Contrairement aux humains, les robots – aussi sophistiqués soient-ils – ne peuvent s’engendrer eux-mêmes, et qu’ils haïssent ou qu’ils adorent leur inventeur, qu’ils s’y soumettent ou s’en émancipent, ils ne peuvent faire mine d’ignorer cette filiation. Mais voilà, Alix est condamnée (on lui a diagnostiqué une tumeur au cerveau), et de toute façon, depuis la mort de son père il y a huit mois, elle s’étiole et se meurt, au propre comme au figuré.

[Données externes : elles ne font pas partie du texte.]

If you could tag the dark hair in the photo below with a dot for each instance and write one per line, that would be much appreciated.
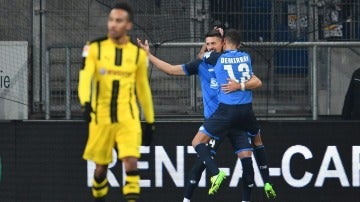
(124, 5)
(232, 36)
(213, 33)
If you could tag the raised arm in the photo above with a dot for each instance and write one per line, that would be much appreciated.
(160, 64)
(251, 84)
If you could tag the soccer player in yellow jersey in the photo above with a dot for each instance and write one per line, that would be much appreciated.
(113, 79)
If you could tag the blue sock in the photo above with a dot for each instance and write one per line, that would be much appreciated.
(194, 177)
(205, 156)
(247, 178)
(261, 159)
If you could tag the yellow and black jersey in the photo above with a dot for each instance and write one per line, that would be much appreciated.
(110, 77)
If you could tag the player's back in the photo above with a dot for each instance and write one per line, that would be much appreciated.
(235, 65)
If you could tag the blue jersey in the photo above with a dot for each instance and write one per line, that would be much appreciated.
(208, 82)
(237, 66)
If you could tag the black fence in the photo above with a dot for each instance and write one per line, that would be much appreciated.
(308, 161)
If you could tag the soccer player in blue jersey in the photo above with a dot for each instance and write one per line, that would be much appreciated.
(209, 91)
(234, 111)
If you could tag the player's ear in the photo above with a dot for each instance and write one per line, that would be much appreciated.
(129, 26)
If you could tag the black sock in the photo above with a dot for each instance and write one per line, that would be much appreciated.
(261, 159)
(205, 156)
(247, 178)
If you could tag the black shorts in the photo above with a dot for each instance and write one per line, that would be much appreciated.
(239, 140)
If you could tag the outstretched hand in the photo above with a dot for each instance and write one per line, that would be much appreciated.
(144, 45)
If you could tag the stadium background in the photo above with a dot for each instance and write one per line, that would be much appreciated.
(304, 51)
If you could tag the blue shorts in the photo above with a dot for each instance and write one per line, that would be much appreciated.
(231, 117)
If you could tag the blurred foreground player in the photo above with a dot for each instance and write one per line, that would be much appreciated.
(114, 70)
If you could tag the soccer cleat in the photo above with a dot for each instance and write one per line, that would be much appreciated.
(269, 191)
(216, 181)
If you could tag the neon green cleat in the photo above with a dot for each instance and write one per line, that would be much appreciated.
(269, 191)
(216, 181)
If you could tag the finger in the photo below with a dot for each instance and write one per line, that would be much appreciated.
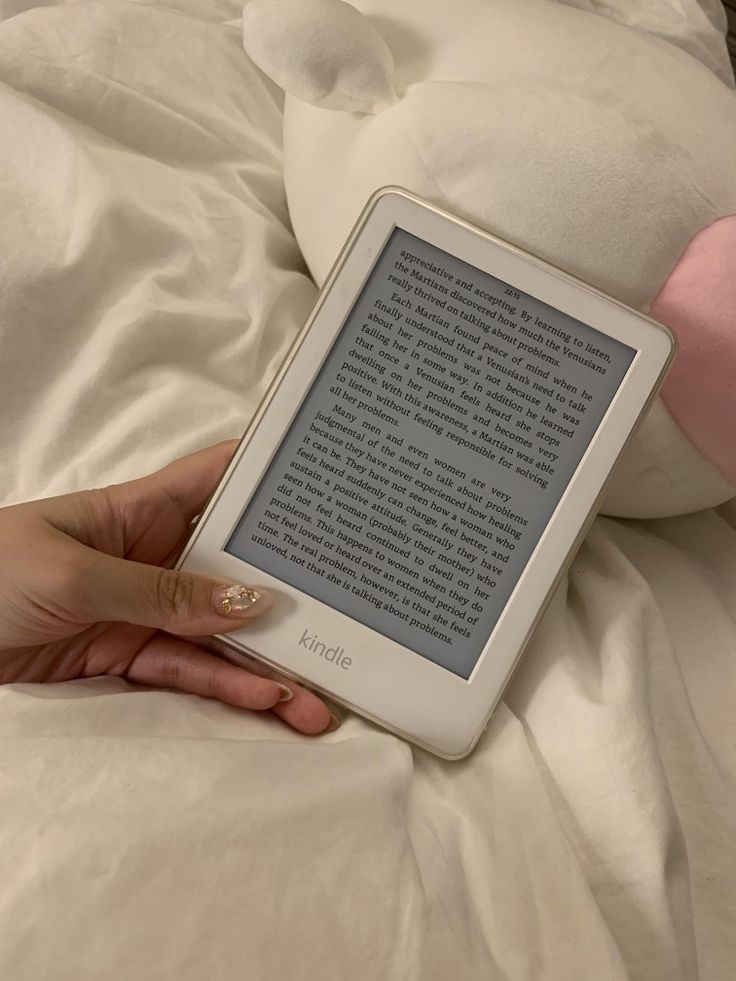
(307, 713)
(172, 663)
(188, 482)
(107, 588)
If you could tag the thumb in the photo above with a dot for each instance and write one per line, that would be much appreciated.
(178, 602)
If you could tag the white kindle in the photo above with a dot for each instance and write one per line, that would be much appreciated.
(423, 468)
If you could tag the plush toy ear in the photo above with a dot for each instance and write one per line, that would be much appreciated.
(323, 52)
(699, 302)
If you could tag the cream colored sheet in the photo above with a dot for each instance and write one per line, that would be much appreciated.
(149, 284)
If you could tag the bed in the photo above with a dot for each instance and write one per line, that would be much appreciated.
(150, 284)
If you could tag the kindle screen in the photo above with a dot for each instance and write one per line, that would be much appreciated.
(431, 451)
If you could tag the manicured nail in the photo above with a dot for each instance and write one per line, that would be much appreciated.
(236, 600)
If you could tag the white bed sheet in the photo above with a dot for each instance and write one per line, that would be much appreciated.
(149, 284)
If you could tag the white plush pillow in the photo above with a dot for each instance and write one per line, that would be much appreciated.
(149, 280)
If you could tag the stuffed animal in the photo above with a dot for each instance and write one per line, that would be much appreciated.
(606, 150)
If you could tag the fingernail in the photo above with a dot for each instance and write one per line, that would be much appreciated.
(235, 600)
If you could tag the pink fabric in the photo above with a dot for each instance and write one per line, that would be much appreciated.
(698, 301)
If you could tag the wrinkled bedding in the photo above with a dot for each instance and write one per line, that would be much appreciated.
(149, 286)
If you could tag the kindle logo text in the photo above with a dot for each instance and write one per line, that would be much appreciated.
(336, 655)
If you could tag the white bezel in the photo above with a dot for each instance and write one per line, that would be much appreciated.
(387, 682)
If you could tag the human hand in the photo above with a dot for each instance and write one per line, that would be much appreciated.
(87, 589)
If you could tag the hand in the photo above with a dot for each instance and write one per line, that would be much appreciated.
(87, 588)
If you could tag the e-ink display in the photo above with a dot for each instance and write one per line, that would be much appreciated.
(431, 451)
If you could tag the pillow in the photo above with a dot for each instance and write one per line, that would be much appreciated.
(603, 149)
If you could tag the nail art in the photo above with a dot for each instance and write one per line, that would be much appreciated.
(235, 600)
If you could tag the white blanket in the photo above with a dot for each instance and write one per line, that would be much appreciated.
(149, 285)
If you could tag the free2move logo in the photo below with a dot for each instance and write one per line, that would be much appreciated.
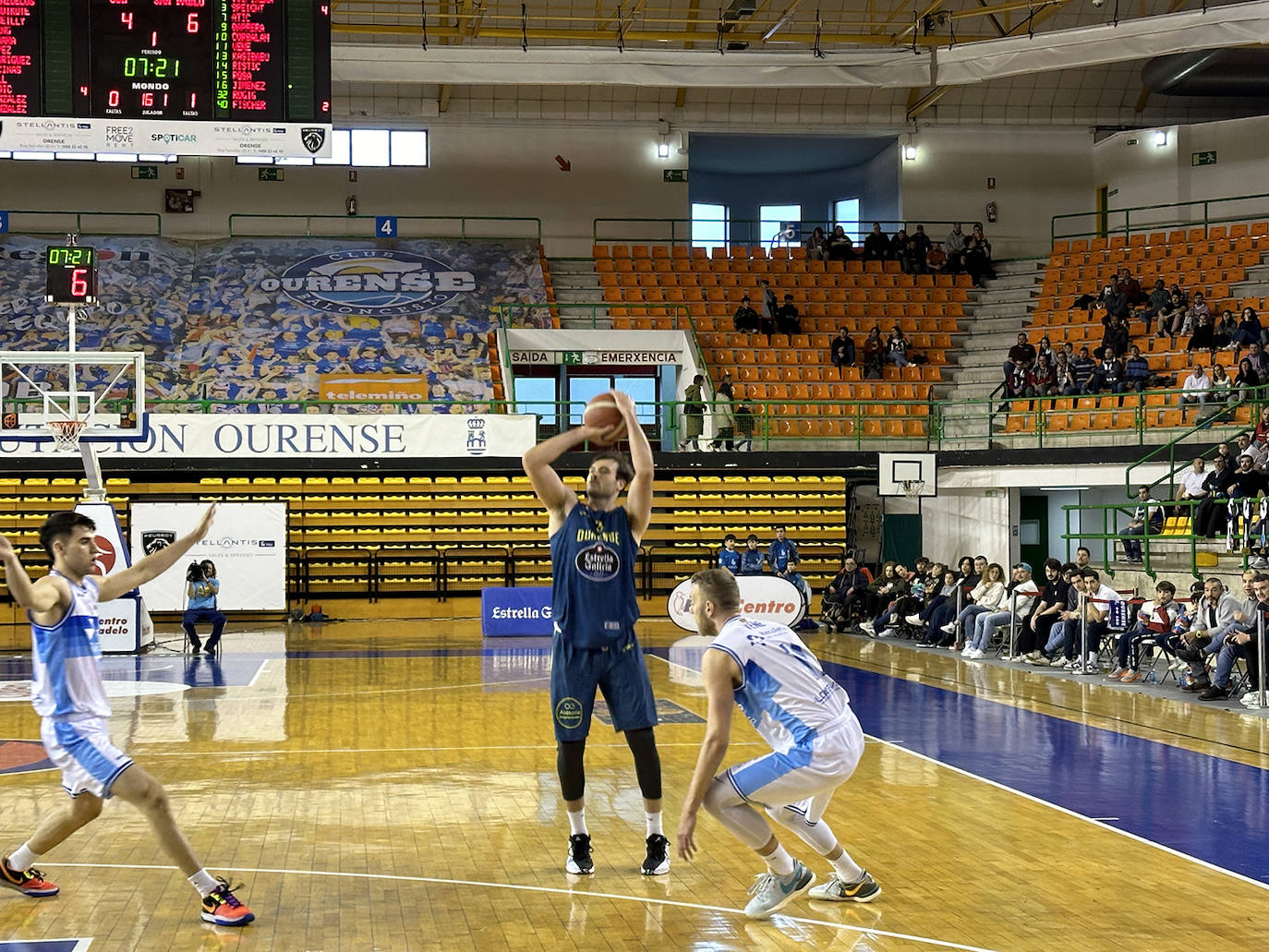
(375, 282)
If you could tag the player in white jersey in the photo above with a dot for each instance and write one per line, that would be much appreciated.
(815, 738)
(68, 696)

Histoire d’amour incestueuse
Mêlant les voix de la créature et de sa créatrice, Patrick Laurent nous entraîne dans une épopée de quelques jours où se bousculent une poignée d’intrigues parallèles, jetées là comme pour détourner notre attention de ce qui se joue réellement ici, entre la femme et son invention : une histoire d’amour incestueuse, la prise de pouvoir de la chose par le langage, la défaite annoncée du mortel par le technologique, mais surtout la victoire de la littérature.
Car là où Patrick Laurent excelle, c’est quand il laisse parler son robot, pour qui il invente un style d’une belle imagination poétique, celui d’un enfant qui aurait à sa disposition tous les mots du dictionnaire, mais pas l’expérience pour les agencer. Un petit tour de force.